Grief is such a trip.
It's this invisible cloud surrounding me and through which my entire life is filtered, but nobody else can see it. I really GET why people used to wear mourning or mourning symbols in previous - whether recent or ancient - cultures: it's because you can ADVERTISE your state of mind.
So I'm trying to do small things in my life which both speak to my feelings of grief and process them. Like deliberately bringing my sister into conversations (not mindlessly, but relating experiences with her more deliberately than I used to, just to be able to TALK about her). And taking time to do a lot of silent, mentally untaxing tasks, like sewing, leaving my mind free to focus on that process.
So THIS post is a copy of my notes from her eulogy.
Giving a eulogy at a Mormon funeral was full of unexpected pitfalls, which is a completely different post about how out of touch I am with my roots, so much so that I hadn't thought I'd feel like such an outsider in that world at my own sister's service, and maybe a bit about the collision of my disbelief in an afterlife with the grieving of people convinced they'd see my sister again. But that's not today.
Ann's funeral was attended by 350-400 people, and it was held at the same church I attended my entire childhood, at which my father served as a Mormon bishop. The meeting house was packed, so full that I gave an involuntary squeak when I stood up at the speaker's podium and realized that the room was full all the way through the chapel and attached gymnasium.
Ann Marie was really loved and really impacted many many people. I miss her terribly.
Ann Marie's Eulogy - 12/16/2009___________
Hello and welcome.
I don't know how many of you ever spent much time with my sister, Ann Marie, on the telephone.

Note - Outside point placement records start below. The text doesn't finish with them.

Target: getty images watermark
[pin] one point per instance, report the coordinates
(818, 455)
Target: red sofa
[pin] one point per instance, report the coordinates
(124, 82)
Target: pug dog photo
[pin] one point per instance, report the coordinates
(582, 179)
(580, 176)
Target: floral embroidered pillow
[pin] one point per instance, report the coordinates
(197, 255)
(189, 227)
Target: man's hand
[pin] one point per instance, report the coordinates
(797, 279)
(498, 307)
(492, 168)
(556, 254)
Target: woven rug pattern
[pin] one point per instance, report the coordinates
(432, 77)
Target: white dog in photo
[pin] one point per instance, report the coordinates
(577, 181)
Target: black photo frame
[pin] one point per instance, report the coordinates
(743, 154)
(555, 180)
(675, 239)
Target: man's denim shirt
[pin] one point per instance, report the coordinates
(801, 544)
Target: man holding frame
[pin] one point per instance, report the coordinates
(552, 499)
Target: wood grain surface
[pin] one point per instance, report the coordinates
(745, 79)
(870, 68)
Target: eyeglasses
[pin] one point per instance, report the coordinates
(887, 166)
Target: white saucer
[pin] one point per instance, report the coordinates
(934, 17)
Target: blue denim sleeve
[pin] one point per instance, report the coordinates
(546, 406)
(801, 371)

Ann is not a chatter. I doubt in the past thirty-odd years we ever talked about the weather, current events, movies, or our hair.
Phone conversations with Ann, like everything else in her life, were held eclectically and passionately. No detail of anyone's life seemed uninteresting to her. With her amazing mind, she knew and catalogued information about the smallest details of everyone's life, and would always respond to any confidence with a lot of heartfelt advice.

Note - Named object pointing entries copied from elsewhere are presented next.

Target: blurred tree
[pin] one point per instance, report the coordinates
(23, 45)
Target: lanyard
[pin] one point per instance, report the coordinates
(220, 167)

I never spoke with her without taking away information about what I should eat, a book or article I should read, a lecture I should locate, or some other specific, personalized symbol of how much she was listening to me and caring about my well-being.
Right now I have saved on my cell phone the last voice mail I'll ever get from Ann Marie. It's nothing unique in the history of our relationship: in the course of 2 minutes, she gives me the name of a supplement she thinks I should be taking, the website where I can order the supplement, the name and telephone number of a doctor she looked up for me to see in Portland who would prescribe the supplement if I needed, the location of the article she first found mentioning this supplement, including publication, issue and page number and it's author. She left that message three weeks before she died, when surely every bit of her energy was precious.

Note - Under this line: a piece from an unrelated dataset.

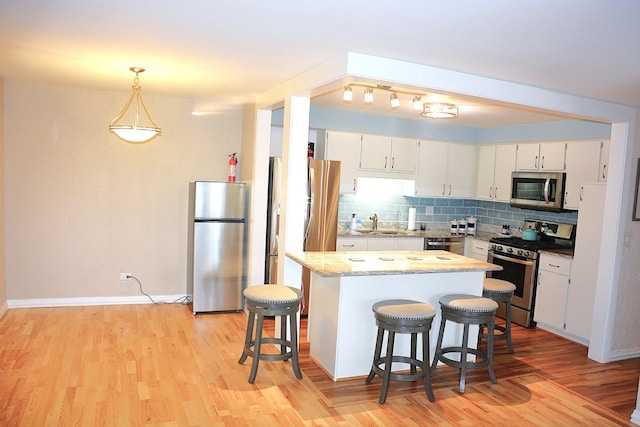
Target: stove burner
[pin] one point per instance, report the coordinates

I grew up in a family of bright, intense, highly spiritual people. And of all of us, I think it's safe to say that Ann amplified those gifts to megawatt brilliance. I doubt there is any facet of her life that she didn't approach with a deliberate, scholarly thoroughness, whether it was child-rearing, home decorating, cooking, gardening, and, of course, reading.
Her passion was health, particularly nutrition, but no subject seemed unworthy of her intense scrutiny.
Ann had a wonderful sense of the ridiculous. Her eyes were always full of sparkle, and I can't think of her without picturing her gesticulating and rolling her eyes at something that made her laugh, whether from pleasure or disdain.
Some of you may know that Ann studied and could read in multiple languages, mostly to support her private scholarly pursuits and read historical and biblical texts in their original form. The few I remember are Ancient Greek, Ancient Hebrew, Mandarin Chinese, and I think Korean, as her husband Marshall spoke that language.
In Marshall, Ann was so lucky to find a partner who could match her brilliance and intensity. The two of them have always seemed so in love, and I have many early memories of observing their courtship and thinking how well suited they are.
I've always loved Marshall, but I have to tell you that these past few months seeing and hearing about his work to help Ann fight this, the worst battle, Marshall has been not just her partner, but Ann Marie's hero. During several conversations this summer and autumn, Ann repeatedly said that Marshall made her feel like a princess in a story.
I said that we never talked about movies, but many times she noted that she felt like Princess Buttercup from the movie The Princess Bride, with her Wesley telling her he would always come for her.
Marshall, Ann loved you so deeply and she knew how loved and cherished she was as your wife.
I've probably exceeded my allotted time. And in some ways, I don't think I will ever be able to stop eulogizing my sister. But I did want to tell her children - my wonderful nieces and nephews, who so obviously reflect their parents gifts - how loved they were and are. You don't have the smallest toenail that Ann wasn't interested in and devoted to, and I am proud and so happy that, while I will always miss her, that I will also always see her shadows and reflections in each of you.